どっちが不幸で、どっちが幸せか

 昔、「あいのり」で(そんな昔でもないか)僕がずっと思っている人生に対する疑問が取り上げられていて、
「こんな番組でこんな事を考えるんだ」
とビックリしたことがある。
 当時のメンバーは誰だか全く覚えていないけど、一行がガーナを回っている時の事だった。ガーナといえば、チョコレートの原料であるカカオの生産国。一行はカカオ畑を訪ねる事に。一家が営むその畑には驚いた事に、子供が働かされていた。途上国では子供でも立派な労働力で、小学校の低学年ともなると働くのは当たり前。彼らは学校にも行かず、朝から晩までひたすらカカオの実の皮を剥くのが仕事であった。一家で朝から晩まで働いても生活は苦しい。彼らが作るカカオはヨーロッパなどでは高値で取引されるのだが、ガーナからはまるで搾取のような形で買われていくのだ。
 で、ここで一番のポイントは
「彼らが今まで一度もチョコレートを食べた事がない」
という事だった。その原料をいくらでも作ってはいるが、その完成形を見たこともなければ、その甘さを味わった事もないのだ。ここでご一行の一人がいう
「俺はチョコレートを一枚持っている。自分たちがどんなものを作っているのか、せめて食べさせてあげたい。

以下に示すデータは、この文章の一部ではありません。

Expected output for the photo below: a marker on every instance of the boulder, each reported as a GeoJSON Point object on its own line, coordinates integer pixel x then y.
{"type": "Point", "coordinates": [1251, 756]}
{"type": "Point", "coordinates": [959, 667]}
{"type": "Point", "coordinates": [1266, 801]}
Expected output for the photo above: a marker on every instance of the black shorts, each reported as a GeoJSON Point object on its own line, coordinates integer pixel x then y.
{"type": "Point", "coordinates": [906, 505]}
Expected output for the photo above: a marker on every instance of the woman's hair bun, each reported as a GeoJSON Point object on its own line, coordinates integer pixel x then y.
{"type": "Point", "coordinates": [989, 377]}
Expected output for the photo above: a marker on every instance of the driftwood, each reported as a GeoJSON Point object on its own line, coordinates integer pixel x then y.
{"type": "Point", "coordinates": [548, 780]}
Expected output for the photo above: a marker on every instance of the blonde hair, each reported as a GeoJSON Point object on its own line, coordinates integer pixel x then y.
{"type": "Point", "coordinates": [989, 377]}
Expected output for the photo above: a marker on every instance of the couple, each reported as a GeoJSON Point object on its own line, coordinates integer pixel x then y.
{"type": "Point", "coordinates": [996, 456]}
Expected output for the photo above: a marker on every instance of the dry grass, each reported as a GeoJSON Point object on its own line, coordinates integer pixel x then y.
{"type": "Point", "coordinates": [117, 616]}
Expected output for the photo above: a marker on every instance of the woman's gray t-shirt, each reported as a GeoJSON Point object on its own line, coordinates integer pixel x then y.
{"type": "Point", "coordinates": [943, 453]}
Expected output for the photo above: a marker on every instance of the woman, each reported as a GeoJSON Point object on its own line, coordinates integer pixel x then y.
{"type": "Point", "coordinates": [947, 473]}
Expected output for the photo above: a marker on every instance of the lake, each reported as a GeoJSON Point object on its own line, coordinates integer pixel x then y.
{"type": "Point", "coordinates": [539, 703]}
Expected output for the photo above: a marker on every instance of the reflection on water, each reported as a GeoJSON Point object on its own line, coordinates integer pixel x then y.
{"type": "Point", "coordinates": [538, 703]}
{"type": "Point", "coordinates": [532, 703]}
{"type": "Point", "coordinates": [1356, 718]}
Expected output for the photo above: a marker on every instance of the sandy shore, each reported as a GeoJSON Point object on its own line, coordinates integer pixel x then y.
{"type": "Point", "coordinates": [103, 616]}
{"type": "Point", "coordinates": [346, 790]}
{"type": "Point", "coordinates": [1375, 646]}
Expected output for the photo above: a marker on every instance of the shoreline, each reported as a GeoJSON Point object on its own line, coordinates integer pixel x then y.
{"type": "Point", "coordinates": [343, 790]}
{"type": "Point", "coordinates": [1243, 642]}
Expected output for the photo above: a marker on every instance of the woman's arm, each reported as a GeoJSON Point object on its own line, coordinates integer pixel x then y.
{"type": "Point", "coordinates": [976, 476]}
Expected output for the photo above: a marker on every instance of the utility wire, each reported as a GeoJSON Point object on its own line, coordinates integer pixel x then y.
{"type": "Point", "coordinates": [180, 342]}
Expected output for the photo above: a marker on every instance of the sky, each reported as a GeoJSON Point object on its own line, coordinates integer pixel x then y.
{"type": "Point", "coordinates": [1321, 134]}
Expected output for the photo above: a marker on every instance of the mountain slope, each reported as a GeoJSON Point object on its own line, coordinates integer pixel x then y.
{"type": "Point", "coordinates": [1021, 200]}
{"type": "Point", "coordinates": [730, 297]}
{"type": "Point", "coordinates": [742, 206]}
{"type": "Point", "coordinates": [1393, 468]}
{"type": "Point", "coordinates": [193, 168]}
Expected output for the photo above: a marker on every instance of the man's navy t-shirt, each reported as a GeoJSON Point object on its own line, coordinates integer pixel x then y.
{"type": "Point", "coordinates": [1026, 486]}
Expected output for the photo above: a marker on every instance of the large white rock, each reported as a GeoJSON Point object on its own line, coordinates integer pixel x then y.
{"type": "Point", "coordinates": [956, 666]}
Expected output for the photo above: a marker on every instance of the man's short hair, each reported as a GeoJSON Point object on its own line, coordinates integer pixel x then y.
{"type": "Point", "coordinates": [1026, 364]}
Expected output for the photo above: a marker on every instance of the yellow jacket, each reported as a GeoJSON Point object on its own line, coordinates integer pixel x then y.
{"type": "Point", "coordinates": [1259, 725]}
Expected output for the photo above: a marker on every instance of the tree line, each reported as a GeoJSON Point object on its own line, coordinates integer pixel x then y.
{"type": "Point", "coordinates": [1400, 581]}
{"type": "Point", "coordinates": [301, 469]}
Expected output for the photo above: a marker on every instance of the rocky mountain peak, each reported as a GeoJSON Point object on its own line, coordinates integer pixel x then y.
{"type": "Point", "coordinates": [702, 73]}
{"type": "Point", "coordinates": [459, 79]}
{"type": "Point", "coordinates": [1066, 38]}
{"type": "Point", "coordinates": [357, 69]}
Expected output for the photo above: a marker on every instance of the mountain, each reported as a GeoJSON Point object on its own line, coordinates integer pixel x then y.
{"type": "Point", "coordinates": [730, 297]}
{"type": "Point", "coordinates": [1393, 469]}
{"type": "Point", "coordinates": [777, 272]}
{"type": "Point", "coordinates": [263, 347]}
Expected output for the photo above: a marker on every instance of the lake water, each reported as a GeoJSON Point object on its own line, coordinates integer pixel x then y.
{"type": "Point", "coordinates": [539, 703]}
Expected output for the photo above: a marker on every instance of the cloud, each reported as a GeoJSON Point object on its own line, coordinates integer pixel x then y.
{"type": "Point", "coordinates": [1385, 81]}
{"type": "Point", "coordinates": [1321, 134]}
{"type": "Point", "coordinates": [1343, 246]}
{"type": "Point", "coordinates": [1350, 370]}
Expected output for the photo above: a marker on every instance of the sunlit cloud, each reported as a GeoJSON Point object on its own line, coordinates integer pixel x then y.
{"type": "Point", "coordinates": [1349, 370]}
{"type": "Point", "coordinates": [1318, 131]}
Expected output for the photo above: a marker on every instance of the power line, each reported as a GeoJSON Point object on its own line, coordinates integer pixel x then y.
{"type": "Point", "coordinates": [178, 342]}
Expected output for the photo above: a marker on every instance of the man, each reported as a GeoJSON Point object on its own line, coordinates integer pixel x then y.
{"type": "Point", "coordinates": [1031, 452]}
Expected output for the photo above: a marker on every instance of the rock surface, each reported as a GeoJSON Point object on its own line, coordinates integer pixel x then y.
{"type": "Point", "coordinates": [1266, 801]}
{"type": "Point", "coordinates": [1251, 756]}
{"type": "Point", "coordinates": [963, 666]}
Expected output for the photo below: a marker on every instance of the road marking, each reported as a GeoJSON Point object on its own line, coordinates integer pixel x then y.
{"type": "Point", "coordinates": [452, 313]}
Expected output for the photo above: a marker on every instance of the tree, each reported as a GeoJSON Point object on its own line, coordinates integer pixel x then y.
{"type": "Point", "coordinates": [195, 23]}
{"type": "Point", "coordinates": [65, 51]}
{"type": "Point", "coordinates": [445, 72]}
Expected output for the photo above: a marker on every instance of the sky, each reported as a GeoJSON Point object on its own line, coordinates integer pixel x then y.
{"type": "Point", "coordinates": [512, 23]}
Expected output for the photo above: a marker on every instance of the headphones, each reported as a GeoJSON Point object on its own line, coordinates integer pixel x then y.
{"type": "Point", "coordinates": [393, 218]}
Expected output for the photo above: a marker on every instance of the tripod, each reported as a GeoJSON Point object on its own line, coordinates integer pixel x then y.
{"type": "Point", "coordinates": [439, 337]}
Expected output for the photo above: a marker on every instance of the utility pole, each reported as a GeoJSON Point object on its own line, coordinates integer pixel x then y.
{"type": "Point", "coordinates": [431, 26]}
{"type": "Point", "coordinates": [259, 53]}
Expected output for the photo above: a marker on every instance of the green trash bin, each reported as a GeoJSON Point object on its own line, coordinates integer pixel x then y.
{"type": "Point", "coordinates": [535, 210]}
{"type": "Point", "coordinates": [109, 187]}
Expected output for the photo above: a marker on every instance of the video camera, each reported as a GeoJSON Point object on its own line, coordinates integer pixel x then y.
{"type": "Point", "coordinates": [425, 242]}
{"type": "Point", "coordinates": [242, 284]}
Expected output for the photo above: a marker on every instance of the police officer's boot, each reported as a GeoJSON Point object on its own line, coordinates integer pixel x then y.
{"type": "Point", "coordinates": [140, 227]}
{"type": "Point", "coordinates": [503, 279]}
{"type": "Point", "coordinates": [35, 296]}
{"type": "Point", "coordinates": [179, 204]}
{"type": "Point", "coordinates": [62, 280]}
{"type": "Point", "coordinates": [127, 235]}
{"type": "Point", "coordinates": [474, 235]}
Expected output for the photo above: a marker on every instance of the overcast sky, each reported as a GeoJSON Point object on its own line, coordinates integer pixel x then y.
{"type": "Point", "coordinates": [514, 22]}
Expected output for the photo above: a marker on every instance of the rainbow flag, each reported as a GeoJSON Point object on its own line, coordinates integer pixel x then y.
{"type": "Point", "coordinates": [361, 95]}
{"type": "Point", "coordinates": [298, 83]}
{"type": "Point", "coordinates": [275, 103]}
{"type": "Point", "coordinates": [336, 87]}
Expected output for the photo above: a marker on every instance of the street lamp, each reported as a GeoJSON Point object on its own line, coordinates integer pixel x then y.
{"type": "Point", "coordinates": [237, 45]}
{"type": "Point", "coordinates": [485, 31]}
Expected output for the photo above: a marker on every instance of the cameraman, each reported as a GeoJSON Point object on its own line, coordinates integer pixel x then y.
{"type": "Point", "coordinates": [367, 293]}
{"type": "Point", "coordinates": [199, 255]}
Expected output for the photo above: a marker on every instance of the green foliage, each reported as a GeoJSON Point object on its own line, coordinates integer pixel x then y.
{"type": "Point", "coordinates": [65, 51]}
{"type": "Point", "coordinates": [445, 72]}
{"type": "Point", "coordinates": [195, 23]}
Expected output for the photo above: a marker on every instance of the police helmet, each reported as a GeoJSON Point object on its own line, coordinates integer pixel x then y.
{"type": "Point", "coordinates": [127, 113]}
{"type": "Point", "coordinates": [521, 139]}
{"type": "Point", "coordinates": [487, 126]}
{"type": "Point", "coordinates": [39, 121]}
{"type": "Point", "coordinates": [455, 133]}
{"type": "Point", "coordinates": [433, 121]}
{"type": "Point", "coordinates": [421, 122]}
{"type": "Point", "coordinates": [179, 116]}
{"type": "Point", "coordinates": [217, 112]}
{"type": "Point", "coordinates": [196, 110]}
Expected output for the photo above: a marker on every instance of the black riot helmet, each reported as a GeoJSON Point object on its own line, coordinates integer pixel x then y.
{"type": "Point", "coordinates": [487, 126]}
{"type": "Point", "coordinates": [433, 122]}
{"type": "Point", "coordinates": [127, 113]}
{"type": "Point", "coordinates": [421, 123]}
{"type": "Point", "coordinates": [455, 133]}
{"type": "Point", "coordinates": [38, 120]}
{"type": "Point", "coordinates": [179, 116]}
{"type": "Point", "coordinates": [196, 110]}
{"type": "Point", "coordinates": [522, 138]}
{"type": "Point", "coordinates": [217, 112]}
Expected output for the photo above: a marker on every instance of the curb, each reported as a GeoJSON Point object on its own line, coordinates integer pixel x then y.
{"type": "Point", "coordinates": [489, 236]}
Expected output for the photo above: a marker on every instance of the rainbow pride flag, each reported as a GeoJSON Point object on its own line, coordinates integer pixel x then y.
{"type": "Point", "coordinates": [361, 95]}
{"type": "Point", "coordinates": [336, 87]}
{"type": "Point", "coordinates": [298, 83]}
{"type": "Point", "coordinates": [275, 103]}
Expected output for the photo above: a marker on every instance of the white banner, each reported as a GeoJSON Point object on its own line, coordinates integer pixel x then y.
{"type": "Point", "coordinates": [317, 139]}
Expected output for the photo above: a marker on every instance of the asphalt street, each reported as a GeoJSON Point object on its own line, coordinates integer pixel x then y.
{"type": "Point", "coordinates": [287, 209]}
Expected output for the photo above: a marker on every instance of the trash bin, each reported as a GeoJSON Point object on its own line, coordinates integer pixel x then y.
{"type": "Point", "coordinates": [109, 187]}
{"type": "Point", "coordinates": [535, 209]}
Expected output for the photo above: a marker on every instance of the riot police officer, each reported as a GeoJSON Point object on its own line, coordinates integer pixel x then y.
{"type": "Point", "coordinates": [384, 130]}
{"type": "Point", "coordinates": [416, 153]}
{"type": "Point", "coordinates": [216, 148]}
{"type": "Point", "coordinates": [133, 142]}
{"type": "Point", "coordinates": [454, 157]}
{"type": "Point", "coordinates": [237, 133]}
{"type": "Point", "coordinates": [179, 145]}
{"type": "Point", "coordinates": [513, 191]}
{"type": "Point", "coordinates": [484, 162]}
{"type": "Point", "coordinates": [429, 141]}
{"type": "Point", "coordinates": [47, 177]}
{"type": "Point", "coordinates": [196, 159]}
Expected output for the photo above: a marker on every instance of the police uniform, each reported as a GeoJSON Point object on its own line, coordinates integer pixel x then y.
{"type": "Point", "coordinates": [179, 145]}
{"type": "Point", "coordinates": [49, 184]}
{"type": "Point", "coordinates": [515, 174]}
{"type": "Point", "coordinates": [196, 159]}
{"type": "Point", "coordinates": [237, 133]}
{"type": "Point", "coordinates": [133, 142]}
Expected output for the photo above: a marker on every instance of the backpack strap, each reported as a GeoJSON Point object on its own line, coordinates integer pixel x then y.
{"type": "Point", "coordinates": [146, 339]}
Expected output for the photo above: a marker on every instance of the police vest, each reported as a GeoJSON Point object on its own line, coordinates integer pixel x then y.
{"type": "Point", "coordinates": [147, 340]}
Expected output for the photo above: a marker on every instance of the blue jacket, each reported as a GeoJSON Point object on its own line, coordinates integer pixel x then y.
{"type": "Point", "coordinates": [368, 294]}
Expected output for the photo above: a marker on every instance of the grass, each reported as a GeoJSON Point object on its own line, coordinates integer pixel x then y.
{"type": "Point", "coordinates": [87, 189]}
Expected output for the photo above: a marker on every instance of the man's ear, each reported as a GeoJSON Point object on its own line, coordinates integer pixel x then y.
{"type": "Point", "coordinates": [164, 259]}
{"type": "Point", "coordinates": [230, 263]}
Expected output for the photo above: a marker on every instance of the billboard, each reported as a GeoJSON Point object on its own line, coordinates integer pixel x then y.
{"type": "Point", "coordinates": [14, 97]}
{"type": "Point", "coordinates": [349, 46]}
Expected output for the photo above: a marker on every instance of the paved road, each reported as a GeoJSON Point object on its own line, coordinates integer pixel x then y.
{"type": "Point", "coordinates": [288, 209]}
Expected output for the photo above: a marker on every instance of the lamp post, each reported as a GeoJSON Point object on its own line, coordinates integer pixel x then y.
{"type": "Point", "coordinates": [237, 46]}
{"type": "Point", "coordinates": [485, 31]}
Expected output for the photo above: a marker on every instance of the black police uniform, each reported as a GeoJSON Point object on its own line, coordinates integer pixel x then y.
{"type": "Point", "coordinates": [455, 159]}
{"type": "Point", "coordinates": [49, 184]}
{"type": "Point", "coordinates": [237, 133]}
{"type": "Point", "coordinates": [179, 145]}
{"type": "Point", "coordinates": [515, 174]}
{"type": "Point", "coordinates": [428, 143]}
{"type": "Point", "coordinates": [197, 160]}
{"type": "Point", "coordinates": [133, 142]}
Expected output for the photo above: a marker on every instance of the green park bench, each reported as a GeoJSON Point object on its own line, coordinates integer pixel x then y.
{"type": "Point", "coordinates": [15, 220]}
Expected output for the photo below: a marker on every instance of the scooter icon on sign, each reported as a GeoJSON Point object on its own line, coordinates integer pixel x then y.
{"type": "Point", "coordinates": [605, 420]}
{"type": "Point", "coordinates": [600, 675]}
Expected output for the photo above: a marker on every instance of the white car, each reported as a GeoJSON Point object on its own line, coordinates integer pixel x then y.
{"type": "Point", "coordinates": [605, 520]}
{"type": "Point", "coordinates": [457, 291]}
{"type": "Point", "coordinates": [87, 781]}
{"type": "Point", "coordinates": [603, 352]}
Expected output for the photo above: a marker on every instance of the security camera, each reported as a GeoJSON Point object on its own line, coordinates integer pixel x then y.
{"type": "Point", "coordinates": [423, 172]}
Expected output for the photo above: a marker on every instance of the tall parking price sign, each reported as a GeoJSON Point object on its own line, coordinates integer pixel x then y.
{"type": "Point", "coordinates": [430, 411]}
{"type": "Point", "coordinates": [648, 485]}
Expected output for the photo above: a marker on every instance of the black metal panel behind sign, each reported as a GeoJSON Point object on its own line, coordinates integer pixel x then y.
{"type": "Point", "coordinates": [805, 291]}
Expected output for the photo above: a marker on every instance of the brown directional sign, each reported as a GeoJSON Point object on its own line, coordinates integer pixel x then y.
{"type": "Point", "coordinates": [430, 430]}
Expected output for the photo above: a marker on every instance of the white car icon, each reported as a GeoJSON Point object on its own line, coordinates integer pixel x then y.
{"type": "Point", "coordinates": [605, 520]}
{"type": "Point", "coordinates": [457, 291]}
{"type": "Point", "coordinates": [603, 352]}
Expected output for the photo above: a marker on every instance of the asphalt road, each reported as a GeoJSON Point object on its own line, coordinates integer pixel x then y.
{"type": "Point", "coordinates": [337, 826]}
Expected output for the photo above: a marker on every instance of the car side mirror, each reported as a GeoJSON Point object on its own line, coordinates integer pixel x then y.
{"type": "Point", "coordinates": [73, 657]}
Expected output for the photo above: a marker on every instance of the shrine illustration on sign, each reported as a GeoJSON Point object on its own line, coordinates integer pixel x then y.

」
そして一人が返す
「それは一見優しさに見えるけど、彼らは今後の人生でチョコレートを再び味わう事はない。チョコレートを食べている時は幸せだろうけど、同時にもうこの味を味わう事は無いんだと理解する事になる。すごく残酷な事じゃないか?」
と。僕はまるで凄い面白いドキュメンタリーを見ているかのように、その後の展開に釘付けとなった。彼らの決断はチョコレートを食べさせて上げるに落ち着き、番組は子供たちの印象的な笑顔で終わった。

・一度だけだけど、食べたことがある。また食べたいけどもう食べられない。
・どんなものか知らないから、食べたいとも思わない。

正解なんて誰にも分からないけど、何となく腑に落ちない何かを感じた。
 この
「知る不幸」と「知らない幸福」
について僕は未だに迷うことがある。変な話、この世の中の何かを知ればその分疑問や不満は増えていく。その何かを知ることがなければ迷うこともないわけで、ある意味では幸せと言える。知らないほうが幸せって何かおかしいけど、事実なんだよね。

 世の中にはすごく考える人と、あまり考えない人がいる。考える対象はなんでもいい。世界、社会、自分自身。「良く考える人」は色んな事を知ることになり、知識や気づきと共に、様々な疑問や不安、不満が生まれる。一方、「あまり考えない人」にはそれはない。どっちが幸福であるかは神のみぞ知るだが、個人的にはせめて自分の幸福や不幸に気づける人間でありたいと思う。